Reformer: The Efficient Transformer
Today, we introduce the Reformer, a Transformer model designed to handle context windows of up to 1 million words, all on a single accelerator and using only 16GB of memory.
When Transformer was announced back in 2017, it created a major shift in NLP towards large language models. Transformer based models like BERT are now a standard part of NLP toolkit ( as demonstrated in Kaggle competitions, for example ). Still, BERT and likes are far from being a final take in solving NLP tasks like summarization, question answering etc.
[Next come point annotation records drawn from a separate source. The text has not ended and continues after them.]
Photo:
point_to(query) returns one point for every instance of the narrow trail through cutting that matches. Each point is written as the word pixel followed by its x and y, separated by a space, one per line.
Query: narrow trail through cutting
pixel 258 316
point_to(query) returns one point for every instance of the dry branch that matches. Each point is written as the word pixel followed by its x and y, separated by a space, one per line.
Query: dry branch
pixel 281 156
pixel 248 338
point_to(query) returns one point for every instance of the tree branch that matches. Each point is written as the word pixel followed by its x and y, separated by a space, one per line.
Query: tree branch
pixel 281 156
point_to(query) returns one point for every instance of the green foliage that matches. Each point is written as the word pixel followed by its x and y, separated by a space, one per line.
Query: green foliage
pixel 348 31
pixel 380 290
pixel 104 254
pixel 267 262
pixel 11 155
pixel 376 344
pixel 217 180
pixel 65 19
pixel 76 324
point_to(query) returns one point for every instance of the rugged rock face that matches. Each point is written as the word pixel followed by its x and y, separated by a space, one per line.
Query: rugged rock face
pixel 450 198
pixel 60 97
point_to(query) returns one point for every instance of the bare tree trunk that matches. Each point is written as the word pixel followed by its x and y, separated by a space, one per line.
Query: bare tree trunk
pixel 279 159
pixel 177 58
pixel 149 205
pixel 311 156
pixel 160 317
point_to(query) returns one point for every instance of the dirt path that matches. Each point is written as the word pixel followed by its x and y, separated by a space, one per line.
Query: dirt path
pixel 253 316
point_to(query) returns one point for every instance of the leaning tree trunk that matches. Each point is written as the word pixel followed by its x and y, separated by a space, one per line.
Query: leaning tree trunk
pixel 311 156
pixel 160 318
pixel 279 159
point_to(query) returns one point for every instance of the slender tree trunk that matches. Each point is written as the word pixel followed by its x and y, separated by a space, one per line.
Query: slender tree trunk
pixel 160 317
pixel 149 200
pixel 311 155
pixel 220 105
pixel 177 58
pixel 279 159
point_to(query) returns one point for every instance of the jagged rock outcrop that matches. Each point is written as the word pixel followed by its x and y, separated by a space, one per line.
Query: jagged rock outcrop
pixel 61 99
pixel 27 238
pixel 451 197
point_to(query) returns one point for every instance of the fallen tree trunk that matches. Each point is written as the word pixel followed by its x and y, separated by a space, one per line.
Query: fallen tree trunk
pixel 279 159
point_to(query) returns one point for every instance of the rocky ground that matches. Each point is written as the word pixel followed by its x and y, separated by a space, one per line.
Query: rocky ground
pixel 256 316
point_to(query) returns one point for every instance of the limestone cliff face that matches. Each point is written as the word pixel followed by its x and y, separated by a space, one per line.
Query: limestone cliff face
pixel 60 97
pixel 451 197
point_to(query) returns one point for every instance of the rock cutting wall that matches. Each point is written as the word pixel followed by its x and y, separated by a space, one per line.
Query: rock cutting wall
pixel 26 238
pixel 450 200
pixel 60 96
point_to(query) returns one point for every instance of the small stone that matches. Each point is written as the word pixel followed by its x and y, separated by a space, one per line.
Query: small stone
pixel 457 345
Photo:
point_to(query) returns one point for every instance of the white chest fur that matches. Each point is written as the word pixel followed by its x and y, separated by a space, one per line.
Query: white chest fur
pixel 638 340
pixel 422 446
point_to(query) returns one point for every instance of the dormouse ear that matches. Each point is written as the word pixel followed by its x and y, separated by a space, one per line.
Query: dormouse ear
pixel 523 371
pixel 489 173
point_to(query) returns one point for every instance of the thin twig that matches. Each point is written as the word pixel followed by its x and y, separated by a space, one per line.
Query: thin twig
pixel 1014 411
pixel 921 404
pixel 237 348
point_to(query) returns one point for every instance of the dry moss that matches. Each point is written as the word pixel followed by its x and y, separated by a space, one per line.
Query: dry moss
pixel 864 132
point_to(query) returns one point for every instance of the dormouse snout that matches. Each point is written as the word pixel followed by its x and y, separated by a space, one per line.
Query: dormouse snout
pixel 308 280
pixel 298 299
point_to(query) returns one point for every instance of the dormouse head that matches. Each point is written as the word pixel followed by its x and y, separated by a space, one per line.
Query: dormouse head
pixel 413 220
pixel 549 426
BERT can effectively cope only with short contexts ( even with tricks like sliding window/stride ). As Jeff Dean stated: We’d still like to be able to do much more contextual kinds of models. Like right now BERT and other models work well on hundreds of words, but not 10,000 words as context. BERT is also highly compute intensive, even for fine-tuning tasks.
This is exactly where Reformer — an incremental improvement over Transformer — comes in. We believe Reformer gives the basis for future use of Transformer models, both for long text and applications outside of natural language processing. It opens the door to summarizing large sections of text ( books, movie transcripts ) in one shot, for example. Colab Reformer demo reads in the whole Crime and Punishment at once and generates prompt seeded text in Dostoevsky's style. With such a large context window, Transformer could be used for applications beyond text, including pixels or musical notes, enabling it to be used to generate music and images.
How is Reformer able to do more with less ?
Resource hungry, full attention computation is approximated using less demanding locality-sensitive hashing ( O(LlogL) vs O(L), L is sequence length). Query, Value similarity is estimated in multiple steps: LS hash bucketing, sorting, chunking and finally standard, compute intensive attention, but now within each bucket only.
Reformer code is written using brand new Trax library, which runs with no code changes on CPU/GPU/TPU¹.
¹ Authors are not using TensorFlow, for performance and functionality reasons. Only Reformer decoder is available now, encoder is still being built.